Describe the bug
Hi, I'm trying to run a simple CNN model with onnxruntime on GPU. However, the inference speed is 1.5~2x slow than pytoch.
Urgency
..
System information
To Reproduce
Pytorch code:
import torch
import torch.nn as nn
from time import time
class Model(nn.Module):
def __init__(self, num_class):
super(Model, self).__init__()
self.backbone = nn.Sequential(
nn.Conv2d(3, 32, kernel_size=3, padding=1),
nn.ReLU(inplace=True),
nn.MaxPool2d(kernel_size=2, stride=2),
nn.Conv2d(32, 64, kernel_size=3, padding=1),
nn.ReLU(inplace=True),
nn.MaxPool2d(kernel_size=2, stride=2),
nn.Conv2d(64, 128, kernel_size=3, padding=1),
nn.ReLU(inplace=True),
nn.MaxPool2d(kernel_size=2, stride=2),
nn.Conv2d(128, 256, kernel_size=3, padding=1),
nn.ReLU(inplace=True),
nn.MaxPool2d(kernel_size=2, stride=2)
)
self.classifier = nn.Sequential(
nn.Linear(7*7*256, 4096),
nn.ReLU(inplace=True),
nn.Linear(4096, num_class),
nn.Softmax(dim=1)
)
def forward(self, x):
x = self.backbone(x)
x = x.view(x.size(0), -1)
x = self.classifier(x)
return x
if __name__ == "__main__":
model = Model(1000)
model.eval()
input_tensor = torch.randn(32, 3, 112, 112)

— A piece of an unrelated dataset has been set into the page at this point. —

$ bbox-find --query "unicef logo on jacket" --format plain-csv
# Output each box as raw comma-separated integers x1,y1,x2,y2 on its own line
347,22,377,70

input_tensor = input_tensor.cuda()
model = model.cuda()
# warm up
for i in range(3):
_ = model(input_tensor)
# run
print('Start running..')
t0 = time()
for i in range(100):
_ = model(input_tensor)
t1 = time()
print('PTH time: %f ms' %((t1-t0)*10))
print('Export to onnx..')
torch.onnx.export(model, input_tensor, "test_model.onnx",
verbose=False,
input_names=['input1'],
output_names=['output1'],
dynamic_axes={'input1':{0: 'batch'}, 'output1': {0: 'batch'}})
ORT code:
import onnxruntime as ort
import numpy as np
from time import time
print(ort.get_device())
model = 'test_model.onnx'
so = ort.SessionOptions()
so.graph_optimization_level = ort.GraphOptimizationLevel.ORT_ENABLE_ALL
sess = ort.InferenceSession(model, so)
inputs = np.empty((32, 3, 112, 112), dtype=np.float32)

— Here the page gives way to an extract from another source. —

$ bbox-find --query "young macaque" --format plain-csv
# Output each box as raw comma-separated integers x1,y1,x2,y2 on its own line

inputs = {sess.get_inputs()[0].name: inputs}
# warm up
for i in range(3):
_ = sess.run(['output1'], inputs)
t0 = time()
for i in range(100):
_ = sess.run(['output1'], inputs)
t1 = time()
print('ORT time: %f ms' %((t1-t0)*10))
Expected behavior
Pytorch average forward time: 2.003217ms
onnxruntime average forward time: 3.717608 ms
There is a big gap of speed between Pytorch and onnxruntime.
Screenshots
None
Additional context
The command for build onnxruntime from source as below:
./build.sh --config RelWithDebInfo --build_wheel --use_cuda --skip_onnx_tests --parallel --cuda_home /usr/local/cuda --cudnn_home /usr/local/cuda
Thank you!
If you set the logger severity level to verbose like this ort.set_default_logger_severity(0), you'll see that not all nodes have been placed on the GPU. See the following output
2019-11-14 23:25:25.3927876 [I:onnxruntime:Default, cuda_execution_provider.cc:1114 onnxruntime::CUDAExecutionProvider::GetCapability] Force fallback to CPU execution provider for Op type: Gather node name:
2019-11-14 23:25:25.3929819 [I:onnxruntime:Default, cuda_execution_provider.cc:1114 onnxruntime::CUDAExecutionProvider::GetCapability] Force fallback to CPU execution provider for Op type: Unsqueeze node name:
2019-11-14 23:25:25.3933796 [I:onnxruntime:Default, cuda_execution_provider.cc:1114 onnxruntime::CUDAExecutionProvider::GetCapability] Force fallback to CPU execution provider for Op type: Concat node name:
2019-11-14 23:25:25.3939818 [V:onnxruntime:, inference_session.cc:438 onnxruntime::InferenceSession::TransformGraph] Node placements
2019-11-14 23:25:25.3941451 [V:onnxruntime:, inference_session.cc:445 onnxruntime::InferenceSession::TransformGraph] Provider: [CUDAExecutionProvider]: [Conv (), Relu (), MaxPool (), Conv (), Relu (), MaxPool (), Conv (), Relu (), MaxPool (), Conv (), Relu (), MaxPool (), Shape (), Reshape (), Gemm (), Relu (), Gemm (), Softmax (), ]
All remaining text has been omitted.